The concept of “love” is so important that I rarely tell someone, “I love you,” unless I’d be willing to die for them. It seems crazy that we’d make the ultimate sacrifice for another person. But love is an irrational intensity of affection and loyalty we’ve developed over millennia to ensure our species’ survival. There is no more powerful force of humanity than the emotional attachment or “love” we feel for another person.
“Three things will last forever–faith, hope and love–and the greatest of these is love.” -1 Corinthians 13:13
“Love” is a relatively new thing. Marriages were frequently arranged in ancient times for reproductive and financial reasons, thereby ensuring continuity of family and the farm or trade.
Plato, the philosopher, believed non-sexual love was its highest form. He and Socrates (pronounced “Sow-crates” for those who haven’t seen “Bill & Ted’s”) thought “platonic” love wasn’t warped by physical attraction or lust after a beautiful body. Lots of folks in subsequent eras, including Medieval Europe, were skeptical of romantic love due to the stupid shit people tend to do when “falling in love.” Lord knows I’ve made bad decisions when emotions were high.

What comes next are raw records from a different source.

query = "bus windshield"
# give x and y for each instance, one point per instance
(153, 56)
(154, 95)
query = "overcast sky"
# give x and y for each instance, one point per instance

I once missed two final exams in college to drive nine hours to visit a girl in another state. I was nuts about her—so anxious to see the gal my speedometer climbed above 100 mph. The policeman told me at that speed I’d have no chance of avoiding a deer in headlights, which is how I felt when I arrived at her apartment. After a nine-hour drive, I waited another 90 minutes at her doorstep until she got home from being out with a “friend.” What a dummy. I should’ve heeded the words of one Biz Markie, who said, “Don’t ever talk to a girl who says she just has a ‘friend.'”
The Age of No Wisdom
Fortunately, most people get to choose their mate these days. If you’re no dummy, you’ll avoid those who have a “friend.” The industrial age brought about new ways for folks to earn money independent of family farms. This enabled them to branch out for a larger pool of potential suitors and more economic prospects. City centers and urbanization fostered further prosperity. Then the arrogantly-labeled Enlightenment period brought about individual rights and the pursuit of happiness. All of which resulted in the Age of Romanticism, and a higher value placed on the importance of romantic love and “feelings.”
Our American culture has taken “feelings” to new heights, as the value we place on them seems to be at an all-time high. People prefer to feel good rather than to do good. This notion is promoted in our higher institutions of learning where students are often taught to follow their heart instead of their head, and “what to think” instead of “how to think.” Our era may someday be known as The Age of No Wisdom.
“More formalized education doesn’t presuppose wisdom. The former requires qualities of intelligence and a modicum of determination; the latter requires depth and contains deeper qualities of character.” – Man Overseas
We’re graduating more closed-minded “know-it-alls” who couldn’t possibly be wrong about something if they “feel” it strongly enough. Upon entering the “real world,” they’ll protect their “feelings” at all costs, especially if considering an alternative viewpoint might harm their sensibilities. Arming yourself with facts and reason to get through to these windbags is an exercise in futility unless you have a plan to first change their “feelings.”
How to Spot the A-Hole in an Idiocracy
The upside of the “feelings” movement is that an idiot has never been easier to identify—he’s simply one whose “feelings” and emotions readily overwhelm his intellect. His opinions and “feelings” seem intertwined; thus, a challenge to his opinion is taken as a personal attack. Whereas we once joked opinions are like assholes in that everybody has one, nowadays people have so many opinions they’ve become complete assholes.
“I don’t know enough about the issue and haven’t had a chance to educate myself enough to formulate an opinion.” – No one ever
An over-reliance on “feelings” is the product of our feminized culture, which I discussed in last week’s post. Masculinity and femininity aren’t the only aspects of human nature now blended. If you haven’t noticed the new thinking/feeling phenomenon in America, ask anyone under 30 what they “think” about something, and notice how often they tell you how they “feel,” as if thinking and feeling are the same thing.
The problem isn’t that Johnny can’t read. The problem isn’t even that Johnny can’t think. The problem is that Johnny doesn’t know what thinking is; he confuses it with feeling.” – Thomas Sowell
Those who do the least amount of thinking in our society usually have the most to say. Nevertheless, they’ll give you wordy evidence of the fact they actually have nothing to say at all.